In a client/server environment, both the database server and the client application must know which language the data is in to be able to process the application data correctly. A GLS locale is a set of Informix files that bring together the information about data that is specific to a given culture, language, or territory. In particular, a GLS locale can specify the following:

IBM Informix products use the following GLS files to obtain locale-related information. For more information, see Appendix A. Managing GLS Files.

Type of GLS File Description
GLS locale files Specify language, territory, writing direction, and other cultural conventions.
Code-set files Specify how to map each logical character in a character set to a unique bit pattern.
Code-set-conversion files Specify how to map each character in a "source" code set to a corresponding characters in a "target" code set.
The registry file Associates code-set names and aliases with code-set numbers that specify filenames of locale files and code-set conversion files.
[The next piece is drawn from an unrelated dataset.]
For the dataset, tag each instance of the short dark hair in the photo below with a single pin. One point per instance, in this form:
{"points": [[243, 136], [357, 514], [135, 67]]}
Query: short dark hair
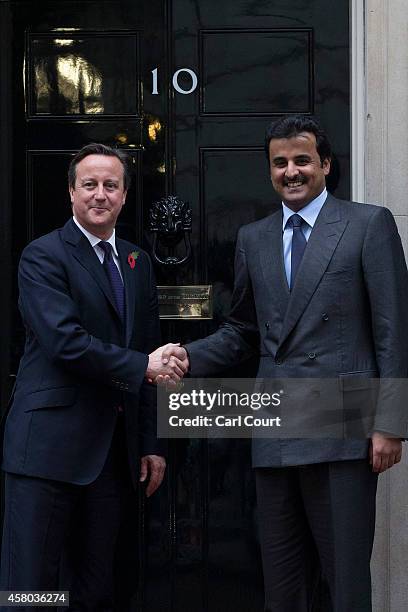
{"points": [[96, 148], [293, 125]]}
Each database is limited to a single locale, but different databases of the same database server can support different locales.

A single database can store character data from two or more languages that require different character sets by using the open-source International Components for Unicode (ICU) implementation of the Unicode code set (UTF-8). This code set is available in GLS database server locales for many languages and territories. (Locales for some client-side systems also support the ICU code set UTF-8, as well as the ICU code sets UTF-16 and UTF-32.)

Dynamic Server

The SET COLLATION statement of Dynamic Server supports more than one localized collating order to sort NCHAR and NVARCHAR character strings.